Dort stehen sie, minutenlang, schauen sich an ohne ein Wort, ohne jegliche Regung, so wie der Mond und der See. Doch dann spricht sie erneut „ Mein fabelhafter Sohn, mein Krieger, mein Held. Nachdem wir dich verloren hatten..," Sie seufzte und musste kurz schlucken, denn ihre Stimme zerbrach unter ihren Tränen und der Trauer die nun von ihr herab fiel. „ Hat dich das Licht uns wiedergebracht. Du bist heimgekehrt aus den Hallen der Götter. Das Land hat seinen König wieder und ich mein einziges Kind!"

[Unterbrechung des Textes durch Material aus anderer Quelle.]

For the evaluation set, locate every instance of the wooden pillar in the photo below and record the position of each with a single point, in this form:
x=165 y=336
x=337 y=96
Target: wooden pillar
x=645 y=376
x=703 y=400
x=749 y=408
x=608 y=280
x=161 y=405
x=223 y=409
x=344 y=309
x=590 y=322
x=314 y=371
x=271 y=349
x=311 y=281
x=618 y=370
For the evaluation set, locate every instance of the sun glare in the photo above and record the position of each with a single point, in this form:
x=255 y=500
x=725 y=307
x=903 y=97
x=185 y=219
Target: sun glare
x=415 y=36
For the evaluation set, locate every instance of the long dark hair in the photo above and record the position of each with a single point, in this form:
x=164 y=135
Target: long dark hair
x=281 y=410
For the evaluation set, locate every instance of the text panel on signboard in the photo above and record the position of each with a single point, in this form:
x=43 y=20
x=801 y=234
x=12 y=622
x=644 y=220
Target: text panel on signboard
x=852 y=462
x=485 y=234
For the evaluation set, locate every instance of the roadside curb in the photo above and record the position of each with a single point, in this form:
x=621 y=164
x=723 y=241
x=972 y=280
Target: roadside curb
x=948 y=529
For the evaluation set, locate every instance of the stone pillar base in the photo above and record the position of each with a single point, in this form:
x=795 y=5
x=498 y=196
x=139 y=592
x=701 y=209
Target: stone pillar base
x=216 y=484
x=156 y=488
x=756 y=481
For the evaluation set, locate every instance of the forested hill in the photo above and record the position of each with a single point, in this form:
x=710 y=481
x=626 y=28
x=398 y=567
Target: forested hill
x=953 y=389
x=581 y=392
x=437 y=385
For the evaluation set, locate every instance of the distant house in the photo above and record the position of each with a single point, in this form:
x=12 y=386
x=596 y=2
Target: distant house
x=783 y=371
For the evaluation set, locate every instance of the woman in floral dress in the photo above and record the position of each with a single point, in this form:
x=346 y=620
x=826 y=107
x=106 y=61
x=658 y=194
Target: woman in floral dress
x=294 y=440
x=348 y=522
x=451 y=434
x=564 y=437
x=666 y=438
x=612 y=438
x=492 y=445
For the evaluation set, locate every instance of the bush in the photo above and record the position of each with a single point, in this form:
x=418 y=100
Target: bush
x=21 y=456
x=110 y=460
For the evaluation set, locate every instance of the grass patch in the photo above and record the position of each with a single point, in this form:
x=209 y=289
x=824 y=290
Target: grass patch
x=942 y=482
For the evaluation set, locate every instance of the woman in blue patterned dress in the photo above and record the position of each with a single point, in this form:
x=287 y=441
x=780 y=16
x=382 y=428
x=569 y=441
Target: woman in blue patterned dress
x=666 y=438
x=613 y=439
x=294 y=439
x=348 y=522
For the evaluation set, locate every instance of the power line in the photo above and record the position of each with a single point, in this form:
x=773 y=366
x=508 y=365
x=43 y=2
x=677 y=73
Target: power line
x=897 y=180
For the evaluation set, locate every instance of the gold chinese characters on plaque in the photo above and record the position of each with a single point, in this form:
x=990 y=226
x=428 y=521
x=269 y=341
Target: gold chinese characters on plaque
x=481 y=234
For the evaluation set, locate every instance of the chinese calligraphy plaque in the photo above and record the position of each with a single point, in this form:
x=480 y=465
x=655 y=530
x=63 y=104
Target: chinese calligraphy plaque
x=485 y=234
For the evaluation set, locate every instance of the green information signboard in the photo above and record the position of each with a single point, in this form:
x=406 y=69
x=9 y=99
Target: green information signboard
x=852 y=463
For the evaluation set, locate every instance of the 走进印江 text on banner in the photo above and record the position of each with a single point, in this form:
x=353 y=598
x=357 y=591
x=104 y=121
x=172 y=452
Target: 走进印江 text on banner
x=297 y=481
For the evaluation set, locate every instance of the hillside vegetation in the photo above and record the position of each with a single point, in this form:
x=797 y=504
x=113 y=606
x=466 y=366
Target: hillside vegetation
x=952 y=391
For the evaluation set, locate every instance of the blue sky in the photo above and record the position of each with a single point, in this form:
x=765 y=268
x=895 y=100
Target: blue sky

Ihre Worte weckten all seine Erinnerungen: Er ist Azariel, der Sohn der Herren des Waldes, der Hüter der Natur und der Krieger des Lichtes. Er ist tödlich getroffen worden im Kampf gegen die Gestalten der Moore, die ihren Abschaum in die Wälder führten und nur Blutvergießen in ihren Adern trugen. Er kann sich nicht erinnern was danach passiert ist.Bloße Angst im Eis, die Dunkelheit im Wald und die Einsamkeit in ihm sind seine neuesten Erinnerungen. Doch nun ist er zurückgekehrt. Im Land seiner Vorfahren und in der Obhut seines Volkes.

„Königin Eilidiel, geliebte Mutter,ich bin bereit zu kämpfen, für den Sieg über die Dunkelheit, ich bin bereit!"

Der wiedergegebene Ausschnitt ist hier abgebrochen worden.